Architekt Hans Herkommer setzte stilistisch auf die Neue Sachlichkeit, ohne Schnörkel und barocken Kitsch. "Pfarrer Roser war so kunstsinnig. Er verwendete 20 Prozent der Kosten für die künstlerische Ausgestaltung, 20 Prozent für die Orgel und die sieben Glocken und den Rest für den Backsteinbau, der mit regionalem Stein verkleidet wurde."

Den Chorraum mit seiner raffinierten Lichtregie und Anspielungen an die Romanik dominiert Emil Sutors Christkönigsgruppe. Auch Maria hat er mit überlängten Jugendstilmerkmalen in einem Seitenaltar verewigt. Der Offenburger Bildhauer Hermann Kramer schuf für die Krypta eine Cäcilia-Plastik, die an die Auffindung des angeblich unversehrten Leichnams in der San-Castillo-Katakombe in Rom verweist. Auf dem Weg zur beeindruckenden Glockenstube sahen die Besucher auch Teile der unverputzten Backsteinmauerung. Allein die Geschichte der sieben Glocken ist ein Kapitel für sich. Hier nur so viel: Mit 5392 Kilogramm Gewicht gilt die Glocke Emanuel (in gis gestimmt) als zweitgrößte Kirchenglocke des Erzbistums Freiburg.

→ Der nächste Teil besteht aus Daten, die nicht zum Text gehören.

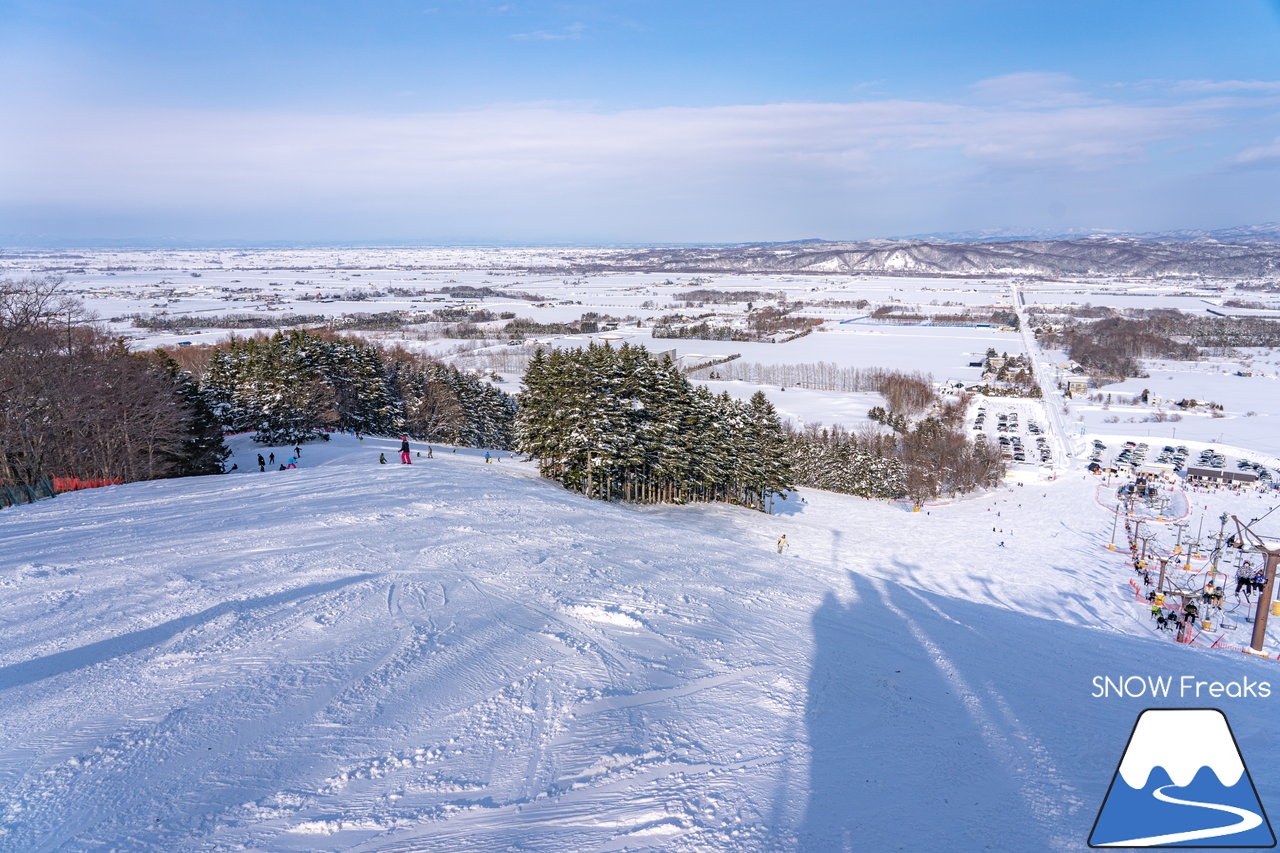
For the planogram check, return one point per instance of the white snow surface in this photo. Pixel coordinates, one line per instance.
(458, 656)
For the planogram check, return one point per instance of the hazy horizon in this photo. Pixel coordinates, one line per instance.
(626, 123)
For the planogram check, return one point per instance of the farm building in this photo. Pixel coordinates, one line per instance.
(1219, 475)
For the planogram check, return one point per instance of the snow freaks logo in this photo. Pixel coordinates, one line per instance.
(1182, 781)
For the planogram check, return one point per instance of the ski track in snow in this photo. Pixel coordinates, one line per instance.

Kirchen und Bierkeller Fahrenbach

"Premiere geglückt", so lautete das Fazit von Fahrenbachs Bürgermeister Jens Wittmann und Gerd Neukirchner, dem Vorsitzenden des Fahrenbacher Heimatvereins. Auf Impuls des Archivars Dr. Albrecht Ernst hatte man sich erstmals am Tag des offenen Denkmals beteiligt und konnte den zahlreichen Besucherinnen und Besuchern gleich drei interessante Bauwerke vorstellen.

Wechselvolle Wege zeichnete Dr. Albrecht Ernst in den beiden Fahrenbacher Kirchen nach. Foto: Christian Hafner

Den Einstieg übernahm Ernst, der kenntnisreich und kurzweilig einiges über die örtliche Kirchengeschichte zu berichten wusste. Deren Anfänge lassen sich dank baulicher Überreste rund 800 Jahre zurückverfolgen. Am Beispiel von St. Jakobus, Fahrenbachs katholischer Kirche, zeichnete der Experte den wechselvollen Weg von der Reformation über die Kirchenteilung 1707 bis zur liturgischen Neugestaltung des Gotteshauses am Ende des 20. Jahrhunderts nach. Aufmerksam lauschten die Teilnehmenden Ernsts Ausführungen von konfessionellen Streitigkeiten, ehe man sich zur evangelischen Kirche begab.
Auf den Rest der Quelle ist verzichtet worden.